Соломин, улыбаясь, поднял оптер к заре. Заснеженный городок канул вниз. Соломин шаловливо погрозил ему длинным суставчатым пальцем.

Запел радиофон. Соломин, не размышляя, дал контакт.

Это был шеф лаборатории слабых взаимодействий Клод Пелетье. Он улыбался восторженной улыбкой.

– Поздравляю вас! – воскликнул он. – Дорогие, дорогие мои Эжен и Энди, то, что вы сделали, – грандиозно! Мне невероятно жаль, что я не смог присутствовать на вашем замечательном докладе, но я и моя юная супруга прослушали все от первого до последнего слова по телевидению, и оба спешим вас поздравить!

В поле экрана появилось счастливое девичье лицо. У меня заломило сердце.

Это была девочка с того стереофото.

Сейчас она завороженно глядела на Пелетье, и не было ей дела до экрана. Она вся будто светилась.

Поблагодарив, Соломин выключил радиофон. Медленно спрятал, аккуратно застегнув молнию кармана; пальцы его дрожали.

Оптер рушился в ночь. Тонкая, прозрачная пленочка зари скатывалась за жесткий горизонт. Лицо Соломина сделалось непреклонным и острым.

– Энди, – позвал он. – То… тогда… был не сон?

– Что? – удивленно спросил я сквозь колючий ком в горле. – Какой сон? Ты о чем?

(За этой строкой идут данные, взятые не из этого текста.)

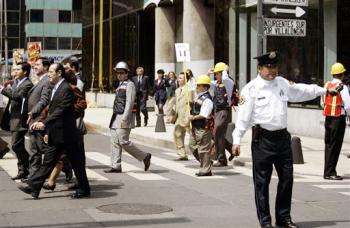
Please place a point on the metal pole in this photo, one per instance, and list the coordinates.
(6, 41)
(260, 25)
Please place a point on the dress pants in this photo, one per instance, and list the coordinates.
(141, 106)
(334, 135)
(37, 146)
(120, 141)
(272, 148)
(200, 142)
(18, 146)
(179, 139)
(222, 119)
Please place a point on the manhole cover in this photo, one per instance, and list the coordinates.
(134, 208)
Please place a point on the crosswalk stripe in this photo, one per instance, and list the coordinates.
(335, 186)
(129, 169)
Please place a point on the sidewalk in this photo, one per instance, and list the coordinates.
(313, 148)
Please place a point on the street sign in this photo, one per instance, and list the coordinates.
(183, 52)
(297, 11)
(288, 2)
(284, 27)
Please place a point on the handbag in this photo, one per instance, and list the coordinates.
(81, 128)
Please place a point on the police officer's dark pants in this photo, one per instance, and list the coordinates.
(272, 148)
(334, 135)
(37, 146)
(141, 107)
(18, 146)
(222, 119)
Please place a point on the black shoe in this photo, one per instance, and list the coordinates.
(286, 224)
(147, 161)
(204, 174)
(113, 170)
(30, 191)
(79, 195)
(2, 153)
(267, 226)
(20, 175)
(335, 177)
(46, 186)
(219, 164)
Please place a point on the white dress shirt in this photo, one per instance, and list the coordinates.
(345, 97)
(266, 103)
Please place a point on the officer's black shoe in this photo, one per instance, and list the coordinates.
(335, 177)
(219, 164)
(286, 224)
(267, 226)
(30, 191)
(147, 161)
(20, 175)
(204, 174)
(113, 170)
(2, 153)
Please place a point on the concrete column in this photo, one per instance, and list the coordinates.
(165, 39)
(198, 31)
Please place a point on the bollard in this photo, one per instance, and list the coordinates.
(160, 125)
(297, 151)
(228, 136)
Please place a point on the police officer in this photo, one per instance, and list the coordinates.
(263, 104)
(335, 110)
(123, 120)
(222, 105)
(202, 124)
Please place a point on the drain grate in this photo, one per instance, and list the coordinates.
(134, 208)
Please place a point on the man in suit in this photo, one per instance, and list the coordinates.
(142, 87)
(122, 121)
(17, 111)
(60, 135)
(41, 89)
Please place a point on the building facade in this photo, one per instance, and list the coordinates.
(144, 33)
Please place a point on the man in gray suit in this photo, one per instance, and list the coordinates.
(123, 119)
(16, 111)
(41, 89)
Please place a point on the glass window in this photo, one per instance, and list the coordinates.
(64, 43)
(12, 17)
(51, 16)
(50, 43)
(36, 16)
(64, 16)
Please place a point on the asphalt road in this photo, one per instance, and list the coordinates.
(169, 195)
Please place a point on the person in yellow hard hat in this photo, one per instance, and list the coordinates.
(223, 90)
(202, 123)
(335, 110)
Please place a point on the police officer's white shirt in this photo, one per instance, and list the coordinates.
(266, 103)
(345, 97)
(206, 107)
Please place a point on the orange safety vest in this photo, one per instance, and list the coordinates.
(332, 104)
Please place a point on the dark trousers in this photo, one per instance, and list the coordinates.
(268, 149)
(37, 146)
(18, 146)
(141, 107)
(222, 119)
(52, 154)
(334, 135)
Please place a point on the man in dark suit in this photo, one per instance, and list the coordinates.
(16, 111)
(60, 135)
(41, 89)
(142, 87)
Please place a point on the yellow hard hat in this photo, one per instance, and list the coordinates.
(337, 68)
(220, 67)
(203, 80)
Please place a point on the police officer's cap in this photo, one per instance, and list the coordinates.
(268, 58)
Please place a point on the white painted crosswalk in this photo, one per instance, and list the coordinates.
(187, 168)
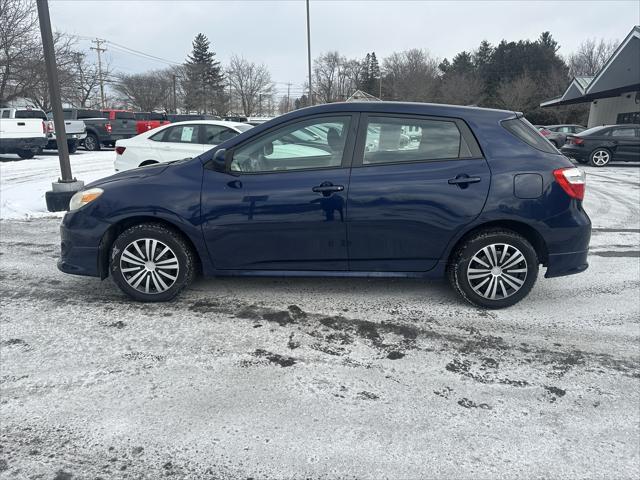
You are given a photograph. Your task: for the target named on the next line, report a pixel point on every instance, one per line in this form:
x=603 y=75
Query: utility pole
x=98 y=48
x=61 y=191
x=309 y=54
x=175 y=98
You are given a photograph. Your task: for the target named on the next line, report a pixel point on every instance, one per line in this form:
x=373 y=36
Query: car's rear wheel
x=91 y=142
x=494 y=269
x=600 y=157
x=152 y=263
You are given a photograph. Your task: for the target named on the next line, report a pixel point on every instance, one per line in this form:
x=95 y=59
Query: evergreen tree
x=203 y=86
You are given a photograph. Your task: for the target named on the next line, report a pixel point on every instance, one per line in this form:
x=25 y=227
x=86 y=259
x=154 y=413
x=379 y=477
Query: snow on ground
x=23 y=183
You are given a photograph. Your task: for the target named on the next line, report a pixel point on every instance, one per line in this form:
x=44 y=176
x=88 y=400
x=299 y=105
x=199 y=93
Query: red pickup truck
x=146 y=121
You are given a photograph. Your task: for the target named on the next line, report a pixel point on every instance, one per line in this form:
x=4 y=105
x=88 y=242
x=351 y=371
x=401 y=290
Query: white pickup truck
x=22 y=136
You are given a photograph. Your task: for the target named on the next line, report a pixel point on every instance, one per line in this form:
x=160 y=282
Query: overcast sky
x=274 y=32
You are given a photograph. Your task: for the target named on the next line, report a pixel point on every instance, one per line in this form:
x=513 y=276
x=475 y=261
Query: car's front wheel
x=152 y=263
x=600 y=157
x=494 y=268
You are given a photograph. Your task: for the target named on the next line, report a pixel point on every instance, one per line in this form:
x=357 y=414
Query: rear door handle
x=328 y=188
x=463 y=180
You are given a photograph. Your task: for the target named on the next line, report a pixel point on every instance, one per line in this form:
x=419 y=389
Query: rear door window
x=398 y=140
x=623 y=132
x=125 y=116
x=178 y=134
x=526 y=132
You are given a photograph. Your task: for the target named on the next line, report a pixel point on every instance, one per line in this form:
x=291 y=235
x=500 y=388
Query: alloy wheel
x=601 y=158
x=149 y=266
x=497 y=271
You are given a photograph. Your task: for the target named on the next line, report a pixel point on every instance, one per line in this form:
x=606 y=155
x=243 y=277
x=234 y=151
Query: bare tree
x=145 y=91
x=18 y=48
x=521 y=94
x=334 y=77
x=461 y=89
x=591 y=56
x=410 y=75
x=251 y=84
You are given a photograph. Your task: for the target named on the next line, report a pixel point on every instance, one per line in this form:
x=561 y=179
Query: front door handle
x=463 y=180
x=328 y=188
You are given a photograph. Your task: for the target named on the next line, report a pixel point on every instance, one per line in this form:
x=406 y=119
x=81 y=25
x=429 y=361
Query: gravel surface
x=323 y=378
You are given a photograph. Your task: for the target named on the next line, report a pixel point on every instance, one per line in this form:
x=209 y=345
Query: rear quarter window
x=526 y=132
x=125 y=116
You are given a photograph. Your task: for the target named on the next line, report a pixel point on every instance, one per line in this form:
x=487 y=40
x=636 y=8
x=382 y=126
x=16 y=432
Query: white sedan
x=174 y=141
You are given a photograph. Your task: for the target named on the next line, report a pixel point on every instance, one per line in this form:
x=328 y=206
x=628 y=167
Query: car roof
x=222 y=123
x=404 y=107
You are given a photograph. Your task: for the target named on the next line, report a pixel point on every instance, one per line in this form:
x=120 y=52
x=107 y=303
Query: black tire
x=26 y=154
x=600 y=157
x=91 y=142
x=148 y=274
x=471 y=252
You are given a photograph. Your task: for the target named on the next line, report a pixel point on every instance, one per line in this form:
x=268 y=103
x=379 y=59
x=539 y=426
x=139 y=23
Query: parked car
x=185 y=117
x=557 y=134
x=482 y=198
x=21 y=132
x=146 y=121
x=75 y=131
x=173 y=142
x=601 y=145
x=557 y=139
x=98 y=127
x=123 y=124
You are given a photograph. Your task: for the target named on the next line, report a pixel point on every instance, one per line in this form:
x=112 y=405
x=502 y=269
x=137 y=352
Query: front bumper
x=81 y=247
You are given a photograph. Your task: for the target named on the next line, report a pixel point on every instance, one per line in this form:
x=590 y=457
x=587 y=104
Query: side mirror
x=219 y=161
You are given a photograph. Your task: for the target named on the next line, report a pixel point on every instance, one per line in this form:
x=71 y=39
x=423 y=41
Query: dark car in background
x=123 y=125
x=602 y=145
x=146 y=121
x=479 y=197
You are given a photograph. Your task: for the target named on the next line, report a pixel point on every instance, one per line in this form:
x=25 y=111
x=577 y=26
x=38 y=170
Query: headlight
x=83 y=197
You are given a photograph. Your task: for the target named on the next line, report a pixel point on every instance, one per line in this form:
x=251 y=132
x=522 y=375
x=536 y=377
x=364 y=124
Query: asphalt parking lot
x=324 y=378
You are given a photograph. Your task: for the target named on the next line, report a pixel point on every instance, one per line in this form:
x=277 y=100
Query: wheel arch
x=527 y=231
x=117 y=228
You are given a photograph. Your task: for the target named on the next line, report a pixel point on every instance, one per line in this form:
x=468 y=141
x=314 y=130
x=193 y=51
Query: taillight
x=572 y=180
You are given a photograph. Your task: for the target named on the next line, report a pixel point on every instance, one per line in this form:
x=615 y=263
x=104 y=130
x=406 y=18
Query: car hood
x=136 y=173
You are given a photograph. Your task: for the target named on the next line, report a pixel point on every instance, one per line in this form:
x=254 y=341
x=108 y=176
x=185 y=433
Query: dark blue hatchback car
x=345 y=189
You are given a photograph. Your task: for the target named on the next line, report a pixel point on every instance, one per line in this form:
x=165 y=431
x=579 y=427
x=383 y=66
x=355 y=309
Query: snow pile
x=23 y=183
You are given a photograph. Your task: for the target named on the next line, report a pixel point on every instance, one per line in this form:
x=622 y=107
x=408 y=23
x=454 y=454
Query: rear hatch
x=123 y=125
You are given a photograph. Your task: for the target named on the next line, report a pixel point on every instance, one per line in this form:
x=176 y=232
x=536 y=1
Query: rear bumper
x=561 y=264
x=574 y=152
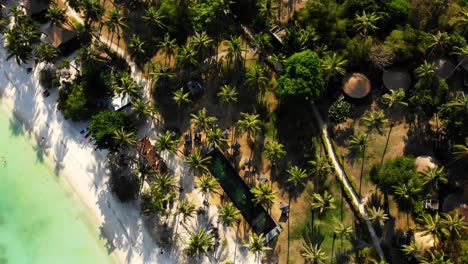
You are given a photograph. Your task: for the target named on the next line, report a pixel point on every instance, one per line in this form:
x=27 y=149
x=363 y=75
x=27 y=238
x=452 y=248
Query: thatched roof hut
x=443 y=68
x=424 y=162
x=356 y=85
x=395 y=79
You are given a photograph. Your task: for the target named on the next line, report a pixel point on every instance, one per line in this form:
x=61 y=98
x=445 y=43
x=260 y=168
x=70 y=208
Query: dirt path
x=345 y=181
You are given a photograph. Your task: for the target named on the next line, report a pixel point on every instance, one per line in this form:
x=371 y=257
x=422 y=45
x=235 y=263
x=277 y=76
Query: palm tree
x=250 y=123
x=461 y=150
x=297 y=176
x=256 y=244
x=374 y=120
x=115 y=20
x=313 y=254
x=425 y=70
x=199 y=243
x=56 y=15
x=202 y=121
x=366 y=22
x=215 y=136
x=377 y=215
x=454 y=224
x=433 y=226
x=45 y=52
x=165 y=142
x=186 y=209
x=169 y=47
x=333 y=65
x=180 y=97
x=263 y=195
x=228 y=94
x=273 y=151
x=197 y=162
x=405 y=194
x=126 y=86
x=208 y=185
x=124 y=138
x=433 y=175
x=234 y=50
x=228 y=214
x=438 y=41
x=394 y=98
x=154 y=18
x=186 y=57
x=136 y=46
x=257 y=79
x=358 y=144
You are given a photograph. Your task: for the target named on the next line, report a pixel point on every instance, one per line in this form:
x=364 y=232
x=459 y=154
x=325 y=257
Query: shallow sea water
x=41 y=220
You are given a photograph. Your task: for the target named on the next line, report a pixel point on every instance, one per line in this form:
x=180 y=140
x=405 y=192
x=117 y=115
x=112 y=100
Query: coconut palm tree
x=366 y=22
x=434 y=226
x=297 y=176
x=126 y=86
x=154 y=18
x=333 y=65
x=273 y=151
x=455 y=224
x=56 y=15
x=313 y=254
x=186 y=209
x=405 y=194
x=256 y=79
x=169 y=47
x=377 y=215
x=199 y=243
x=256 y=244
x=197 y=162
x=433 y=176
x=202 y=121
x=124 y=138
x=228 y=214
x=263 y=195
x=115 y=21
x=166 y=142
x=425 y=70
x=45 y=52
x=181 y=97
x=439 y=41
x=234 y=50
x=250 y=123
x=374 y=121
x=136 y=46
x=358 y=144
x=208 y=185
x=215 y=136
x=228 y=94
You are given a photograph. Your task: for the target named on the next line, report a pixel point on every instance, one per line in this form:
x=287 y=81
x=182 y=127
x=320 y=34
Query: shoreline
x=75 y=161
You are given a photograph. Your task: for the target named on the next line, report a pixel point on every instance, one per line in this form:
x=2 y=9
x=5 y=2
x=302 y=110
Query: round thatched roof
x=444 y=68
x=356 y=85
x=395 y=79
x=424 y=162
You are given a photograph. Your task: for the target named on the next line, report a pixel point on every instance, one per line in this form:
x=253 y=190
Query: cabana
x=395 y=79
x=356 y=85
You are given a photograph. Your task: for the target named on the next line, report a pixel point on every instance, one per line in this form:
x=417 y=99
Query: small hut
x=444 y=68
x=356 y=85
x=395 y=79
x=424 y=162
x=65 y=40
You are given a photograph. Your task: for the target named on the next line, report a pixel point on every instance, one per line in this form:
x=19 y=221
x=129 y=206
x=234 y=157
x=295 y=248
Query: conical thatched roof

Он бросил машину вниз. У меня засосало под ложечкой. Дальние тучи рванулись к нам навстречу, мимолетно лизнули стекла сизой мутью и, лопнув, провалились вверх.

– Они живы!! – закричал Соломин, впившись в пульт и все круче ставя машину на нос. – Они живы там, я знаю!

Под нами, дыбясь, распахивались заснеженные леса.

– Ты разобьешься! – закричал я и сам едва услышал себя.

– Не-е-ет! – донесся до меня исступленный визг. – Двух хватит!

От перегрузки потемнело в глазах. Сиденье свалилось с меня; завывая, оптер натужно выровнялся.

Из радианта мчалась белая толща. Все летело мимо, мерцая и рябя, сливаясь в длинные черно-белые полосы. Соломин, озверев, оскалясь, корчился над пультом.

– Почему так медленно, Энди? Почему так медленно?

Что-то мелькнуло возле самого борта, раздался сухой хруст, нас крутнуло, я врезался плечом в стекло. На один миг я заметил позади, в снежной мгле, замершую в падении длинную темную тень, и вот она уже пропала, мы были далеко и летели, летели…

7

Из-за ослепительно-прямых деревьев осторожно выступил олень и уставился на нас. С широких, бархатных его ноздрей срывались облачка пара.

– Тс… – выдохнул Соломин.

Олень чуть наклонил большую голову. Высоко поднимая над снегом мослатые ноги, сделал еще шаг.

Я вспомнил перекошенные остовы деревьев и их длинные тусклые тени, катящиеся по бурой поверхности мертвых болот…

Снегопад затихал.

– Смотри какой… – сказал ошалевший от восторга Соломин.

Он торчал по колено в снегу рядом с висящим оптером, зябко спрятав голову в воротник, и широко распахнутыми глазами смотрел на оленя. А олень смотрел на него.

– Я буду работать, Энди, – тихо проговорил Соломин. – Ты меня знаешь. Я к ним пробьюсь.

Я кивнул.

Он попытался распрямить сутулую спину, смешно растопырил плечи.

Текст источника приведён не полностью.